Il est devenu, ce week-end, la cible préférée des internautes suédois sur Twitter, qui ne ratent plus une occasion de brocarder l’inconnu désormais le plus célèbre du pays. Son nom ? Nils Bildt, présenté comme « conseiller suédois en matière de défense et de sécurité nationale » par le journaliste conservateur américain Bill O’Reilly, jeudi soir 23 février, sur la chaîne Fox News.

C’est pour évoquer la politique d’immigration du royaume, attaquée à plusieurs reprises par le président américain, Donald Trump, depuis son discours du 17 février en Floride, que Nils Bildt a été invité sur la chaîne américaine. « Le débat politique suédois est totalement fallacieux, a-t-il affirmé lors de son intervention. Si vous n’êtes pas d’accord avec l’agenda de gauche, alors vous êtes considéré comme un outsider ou vous n’êtes pas pris au sérieux. »

Sur les réseaux sociaux, les partisans de Trump applaudissent. Sauf qu’à Stockholm, personne n’a jamais entendu parler de Nils Bildt. Ni le ministère des affaires étrangères ni l’armée. Et pour cause : le conseiller en question, né Nils Tolling, ne vit plus en Suède depuis 1994 et surtout, n’a jamais occupé de fonctions officielles.

Pas à son coup d’essai

Fils de l’ancien président de la Fédération suédoise d’équitation, il a changé de patronyme en 2013, adoptant le nom de famille de l’ancien premier ministre suédois Carl Bildt, qui a nié tout lien de parenté.

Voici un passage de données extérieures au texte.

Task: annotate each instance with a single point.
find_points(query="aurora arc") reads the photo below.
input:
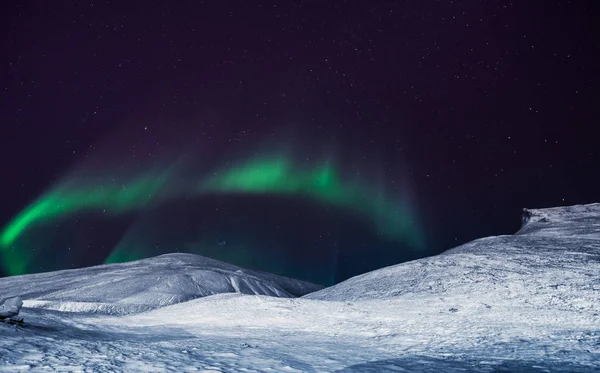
(391, 216)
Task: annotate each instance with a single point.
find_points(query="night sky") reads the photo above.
(313, 139)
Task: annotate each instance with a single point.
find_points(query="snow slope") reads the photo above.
(145, 284)
(522, 303)
(553, 261)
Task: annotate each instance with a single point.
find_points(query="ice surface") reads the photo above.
(145, 284)
(522, 303)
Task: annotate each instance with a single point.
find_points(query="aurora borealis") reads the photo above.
(387, 214)
(311, 139)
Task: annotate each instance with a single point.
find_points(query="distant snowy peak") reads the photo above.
(555, 257)
(145, 284)
(566, 215)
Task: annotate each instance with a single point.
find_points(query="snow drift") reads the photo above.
(554, 260)
(145, 284)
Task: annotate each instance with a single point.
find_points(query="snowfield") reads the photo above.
(145, 284)
(528, 302)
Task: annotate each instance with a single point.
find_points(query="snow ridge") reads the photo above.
(145, 284)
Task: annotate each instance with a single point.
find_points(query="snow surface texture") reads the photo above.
(145, 284)
(529, 302)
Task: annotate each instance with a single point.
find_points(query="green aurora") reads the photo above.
(390, 216)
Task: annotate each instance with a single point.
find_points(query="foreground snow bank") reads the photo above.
(145, 284)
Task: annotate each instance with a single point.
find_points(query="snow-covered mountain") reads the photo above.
(553, 261)
(528, 302)
(145, 284)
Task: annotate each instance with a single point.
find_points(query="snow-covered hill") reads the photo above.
(553, 261)
(145, 284)
(528, 302)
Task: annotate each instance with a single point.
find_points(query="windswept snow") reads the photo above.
(529, 302)
(145, 284)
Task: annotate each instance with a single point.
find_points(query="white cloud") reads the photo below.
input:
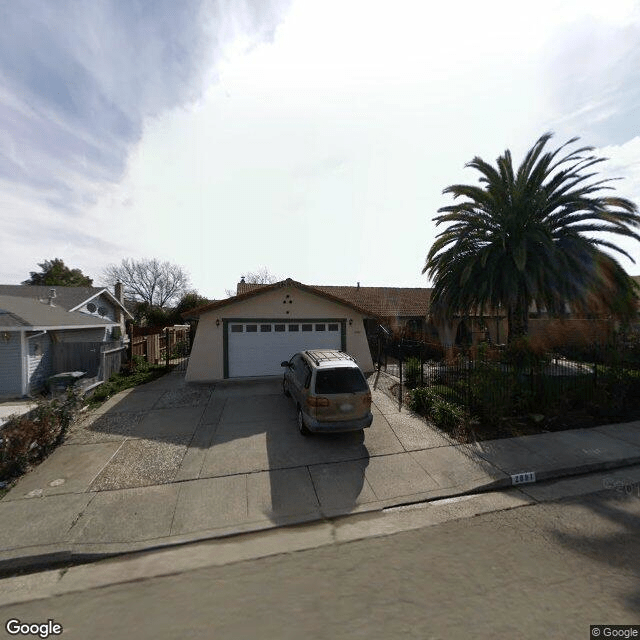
(323, 138)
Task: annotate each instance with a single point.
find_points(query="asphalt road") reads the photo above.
(543, 571)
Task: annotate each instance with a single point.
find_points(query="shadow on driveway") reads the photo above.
(238, 440)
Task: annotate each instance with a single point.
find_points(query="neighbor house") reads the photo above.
(250, 334)
(50, 330)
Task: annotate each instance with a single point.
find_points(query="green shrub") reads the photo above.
(447, 416)
(31, 437)
(421, 400)
(412, 371)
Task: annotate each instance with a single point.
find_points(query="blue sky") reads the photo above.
(313, 139)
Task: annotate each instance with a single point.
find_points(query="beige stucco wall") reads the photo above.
(206, 363)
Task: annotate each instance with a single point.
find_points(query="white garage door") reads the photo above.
(258, 348)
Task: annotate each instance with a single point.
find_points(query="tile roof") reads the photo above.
(254, 290)
(387, 302)
(19, 312)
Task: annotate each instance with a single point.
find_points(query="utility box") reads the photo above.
(59, 383)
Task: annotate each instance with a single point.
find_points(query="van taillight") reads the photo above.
(317, 402)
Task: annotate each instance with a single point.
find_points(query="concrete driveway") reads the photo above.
(169, 462)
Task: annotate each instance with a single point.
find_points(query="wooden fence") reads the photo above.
(152, 344)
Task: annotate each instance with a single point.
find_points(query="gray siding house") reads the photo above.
(34, 329)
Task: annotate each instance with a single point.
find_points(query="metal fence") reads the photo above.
(493, 382)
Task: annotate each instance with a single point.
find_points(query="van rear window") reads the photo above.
(340, 381)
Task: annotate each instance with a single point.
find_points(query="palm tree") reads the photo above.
(526, 236)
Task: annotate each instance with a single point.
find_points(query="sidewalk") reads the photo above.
(169, 463)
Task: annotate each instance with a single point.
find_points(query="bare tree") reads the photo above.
(261, 276)
(149, 280)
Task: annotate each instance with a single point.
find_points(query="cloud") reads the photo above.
(79, 79)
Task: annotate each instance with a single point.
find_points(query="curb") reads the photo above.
(68, 556)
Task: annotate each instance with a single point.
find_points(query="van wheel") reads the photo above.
(302, 427)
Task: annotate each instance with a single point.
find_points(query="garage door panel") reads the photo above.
(260, 352)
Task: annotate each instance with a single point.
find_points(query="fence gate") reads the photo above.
(175, 347)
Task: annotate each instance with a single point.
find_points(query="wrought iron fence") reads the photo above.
(490, 383)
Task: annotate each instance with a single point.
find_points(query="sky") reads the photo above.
(313, 139)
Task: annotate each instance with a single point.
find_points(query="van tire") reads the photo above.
(302, 427)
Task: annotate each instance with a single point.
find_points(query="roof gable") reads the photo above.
(262, 289)
(69, 298)
(23, 313)
(385, 302)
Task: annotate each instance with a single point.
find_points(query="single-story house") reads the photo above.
(30, 330)
(250, 334)
(402, 309)
(97, 302)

Sa dernière adresse connue de l’administration suédoise est à Tokyo. Il vivrait désormais aux Etats-Unis, où il aurait créé plusieurs sociétés, dans la sécurité. Ironie de l’histoire : alors qu’il se présente comme un spécialiste des questions de criminalité, Nils Bildt a lui-même été condamné à un an de prison en 2014 par un tribunal de Virginie, pour ivresse sur la voie publique, ainsi que pour l’agression d’un fonctionnaire de police.

David Tabacoff, le producteur de l’émission « The O’Reilly Factor », a défendu le choix de l’inviter : « Notre programmateur a mené une série d’enquêtes et parlé avec des gens qui ont recommandé Nils Bildt. Après l’avoir préinterviewé et vérifié son CV, nous avons jugé qu’il serait un bon invité pour le sujet de l’émission ce soir-là. »

Dimanche soir, le tabloïd Aftonbladet a révélé que le personnage n’en serait pas à son coup d’essai. En 2013, il a tenté d’obtenir une place sur la liste du parti d’extrême droite Démocrates de Suède (SD), en vue des élections législatives de l’année suivante. Il exige alors de se retrouver en position de siéger au Parlement suédois, arguant de ses compétences dans le domaine de la sécurité et de son lien de parenté avec Carl Bildt. Son contact au sein de la formation d’extrême droite fait alors valoir que son patronyme pourrait être un atout : « Le fait qu’il soit un Bildt attirera l’attention, ce qui permettrait de capter des électeurs conservateurs. »

Nils Tolling a changé de patronyme en 2013, adoptant le nom de famille de l’ancien premier ministre suédois Carl Bildt, qui a nié tout lien de parenté

Finalement, les Démocrates de Suède renoncent. Un des dirigeants du parti remarque alors que « pour quelqu’un qui se présente avec de telles références et un tel carnet d’adresse », il circule « étrangement peu » d’informations sur lui sur Internet. Un point qui ne semble pas avoir dérangé Fox News.

Sur Twitter, où « Nils Bildt » fait le buzz depuis trois jours, les internautes s’amusent : « Chaos à la cérémonie des Oscars – Tout à fait dommage, mais des choses qui arrivent, commente l’expert et critique de cinéma Nils Bildt », écrit l’un d’eux. « Super que Nils Bildt ait remporté l’Oscar du meilleur film hier », raille un autre.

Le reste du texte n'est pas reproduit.